末廣圭「人妻酔い」
末廣圭「人妻酔い」。電子復刻第67弾。官能ロマン小説なので、今日のお話しは、女性の方々は読まなくて結構。父親が急死して、大塚駅から近いコンビニエンスストア「カワハラ・ストア」を継ぐ羽目になった川原順平。35歳にして、33歳の美しい妻・由紀、小学校2年生になる娘の舞がいて、生活は順調そのもの。それでいて、30歳の谷口瑞江という人妻と娘の目を盗んで、人気のないマンションの屋上で浮気に走る。そんな順平に、妻の由紀から紹介された鈴木遥子は、PTA副会長だった。65歳の現会長が市会議員選に出るために辞任し、新任としてPTA会長への就任を迫る。順平の出した交換条件は身体を差し出すことだった。それで断ってもらえると思った順平だったが、鈴木遥子は順平の車で新宿のラブホに向かった。妻と同い年の遥子は、プロポーションも素晴らしく、情感豊かな女性だった。その遥子が順平のところに連れてきたのは、女子大の後輩である27歳の片桐美佐。その相談事は、結婚した45歳の大学助教授の息子との、許されざる関係だった。若く美しい継母と、性への関心が高まる中学三年生。順平は自らの身体で、美佐に生活を出直すことを導く。そして、8年ぶりに順平を訪ねてきた出版社の元同僚である野波絵梨子。美貌の絵梨子は職場の花であったが、半年前に職場結婚したばかり。それなのに3人の男性と浮気して、既に男性経験は19人に及ぶ。逆にそのことで自己嫌悪に陥った絵梨子を、順平は彼女の身も心も洗い流す。

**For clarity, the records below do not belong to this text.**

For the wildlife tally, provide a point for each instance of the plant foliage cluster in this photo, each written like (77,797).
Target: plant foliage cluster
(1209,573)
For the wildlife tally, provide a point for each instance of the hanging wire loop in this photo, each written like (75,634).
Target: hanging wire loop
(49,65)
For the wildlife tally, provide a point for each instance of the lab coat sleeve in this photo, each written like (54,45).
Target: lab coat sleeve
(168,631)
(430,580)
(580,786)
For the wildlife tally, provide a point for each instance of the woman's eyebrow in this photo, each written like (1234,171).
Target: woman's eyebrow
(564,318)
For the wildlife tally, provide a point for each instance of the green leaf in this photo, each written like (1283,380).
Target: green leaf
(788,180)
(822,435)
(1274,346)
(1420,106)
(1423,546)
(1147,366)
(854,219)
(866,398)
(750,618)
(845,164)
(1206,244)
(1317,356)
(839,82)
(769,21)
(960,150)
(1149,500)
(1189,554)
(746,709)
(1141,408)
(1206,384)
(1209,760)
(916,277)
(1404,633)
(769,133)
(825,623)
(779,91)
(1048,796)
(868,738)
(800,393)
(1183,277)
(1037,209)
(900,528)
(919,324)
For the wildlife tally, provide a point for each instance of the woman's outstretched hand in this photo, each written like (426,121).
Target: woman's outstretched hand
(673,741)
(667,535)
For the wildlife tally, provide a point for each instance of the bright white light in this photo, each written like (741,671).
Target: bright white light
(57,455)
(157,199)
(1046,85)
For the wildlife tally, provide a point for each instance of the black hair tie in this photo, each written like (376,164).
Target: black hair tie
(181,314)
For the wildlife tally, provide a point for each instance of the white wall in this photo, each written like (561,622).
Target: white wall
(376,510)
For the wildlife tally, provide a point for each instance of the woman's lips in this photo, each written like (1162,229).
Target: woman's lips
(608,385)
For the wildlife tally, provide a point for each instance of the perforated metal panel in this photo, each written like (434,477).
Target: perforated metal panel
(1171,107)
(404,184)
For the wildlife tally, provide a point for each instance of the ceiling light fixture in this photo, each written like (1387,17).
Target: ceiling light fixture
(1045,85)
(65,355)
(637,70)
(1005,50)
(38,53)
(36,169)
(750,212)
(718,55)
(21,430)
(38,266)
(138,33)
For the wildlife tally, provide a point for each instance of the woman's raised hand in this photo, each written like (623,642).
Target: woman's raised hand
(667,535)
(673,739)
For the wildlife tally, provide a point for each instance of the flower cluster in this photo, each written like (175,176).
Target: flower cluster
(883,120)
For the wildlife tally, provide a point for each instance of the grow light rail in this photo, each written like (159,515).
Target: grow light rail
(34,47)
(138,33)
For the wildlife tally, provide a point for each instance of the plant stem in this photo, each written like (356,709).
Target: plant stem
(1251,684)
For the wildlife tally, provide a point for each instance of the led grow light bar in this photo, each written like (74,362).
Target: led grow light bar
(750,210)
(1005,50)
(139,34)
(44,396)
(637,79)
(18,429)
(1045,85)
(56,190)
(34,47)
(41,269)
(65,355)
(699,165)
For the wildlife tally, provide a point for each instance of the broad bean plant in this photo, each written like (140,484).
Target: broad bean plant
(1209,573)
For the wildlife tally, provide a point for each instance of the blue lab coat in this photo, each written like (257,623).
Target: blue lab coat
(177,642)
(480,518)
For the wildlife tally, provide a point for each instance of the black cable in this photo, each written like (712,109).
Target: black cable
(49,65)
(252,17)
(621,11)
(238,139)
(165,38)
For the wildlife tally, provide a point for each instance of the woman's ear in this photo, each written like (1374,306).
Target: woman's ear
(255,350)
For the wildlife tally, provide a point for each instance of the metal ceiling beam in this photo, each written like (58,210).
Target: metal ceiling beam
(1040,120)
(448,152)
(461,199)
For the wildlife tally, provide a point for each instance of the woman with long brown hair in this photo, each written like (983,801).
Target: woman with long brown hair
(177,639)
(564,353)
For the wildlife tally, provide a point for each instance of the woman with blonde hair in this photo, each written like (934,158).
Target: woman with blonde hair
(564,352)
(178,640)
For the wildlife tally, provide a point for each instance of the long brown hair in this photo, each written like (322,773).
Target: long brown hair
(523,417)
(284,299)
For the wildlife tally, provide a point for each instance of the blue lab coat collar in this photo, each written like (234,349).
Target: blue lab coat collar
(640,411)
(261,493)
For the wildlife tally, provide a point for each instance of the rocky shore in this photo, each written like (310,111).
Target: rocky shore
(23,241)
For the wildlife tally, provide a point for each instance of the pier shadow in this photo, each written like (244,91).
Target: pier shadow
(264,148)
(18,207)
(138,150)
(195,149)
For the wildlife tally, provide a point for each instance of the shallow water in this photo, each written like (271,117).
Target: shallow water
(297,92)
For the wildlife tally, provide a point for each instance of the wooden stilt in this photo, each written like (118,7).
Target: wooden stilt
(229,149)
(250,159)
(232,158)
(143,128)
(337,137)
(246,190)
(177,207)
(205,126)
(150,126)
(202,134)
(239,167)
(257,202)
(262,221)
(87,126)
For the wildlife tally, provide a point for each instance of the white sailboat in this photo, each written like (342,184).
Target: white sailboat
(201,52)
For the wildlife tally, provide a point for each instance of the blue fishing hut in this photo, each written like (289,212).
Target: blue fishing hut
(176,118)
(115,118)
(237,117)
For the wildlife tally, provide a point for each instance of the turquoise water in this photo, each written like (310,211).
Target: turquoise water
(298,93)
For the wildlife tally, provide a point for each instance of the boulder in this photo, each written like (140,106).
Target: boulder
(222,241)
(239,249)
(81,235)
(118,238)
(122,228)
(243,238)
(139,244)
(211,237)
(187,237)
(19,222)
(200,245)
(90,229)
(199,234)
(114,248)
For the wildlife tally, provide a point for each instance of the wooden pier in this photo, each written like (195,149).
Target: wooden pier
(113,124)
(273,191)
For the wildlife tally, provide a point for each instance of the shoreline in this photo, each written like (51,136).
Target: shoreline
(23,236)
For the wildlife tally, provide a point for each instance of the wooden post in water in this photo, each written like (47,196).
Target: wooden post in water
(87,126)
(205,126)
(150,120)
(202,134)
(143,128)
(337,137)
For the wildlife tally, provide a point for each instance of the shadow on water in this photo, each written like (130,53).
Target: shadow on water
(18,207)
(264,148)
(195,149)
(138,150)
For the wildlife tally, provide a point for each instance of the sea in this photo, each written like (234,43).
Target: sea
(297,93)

順平に相談に来る女性たちは、いずれも何らかの心の傷やトラブルを抱えている。そんな彼女たちのトラウマに順平は耳を傾け、官能小説なので心だけでなく身体も開かせて、その悩みを解決する。相手はいずれも人妻だから、それぞれが一夜の交わりで、お互いの家族関係を壊すこともない。男性にとって、非常に都合のいい話だが、一方で女性にとっても家庭までをも壊したくはない。妻たちの日常生活における空虚感も描かれている。それは男性たちの直情的な性欲とは全く違った心の空洞である。主人公の順平さえ、妻の由紀が新しい下着を身につけて、男性混じりの会食に出かけてゆく姿を見て気がつく。それは毎日食べる米に例えられた、かけがえのない物でありながら、その必要性を痛切に感じることができなくなった日常への埋没である。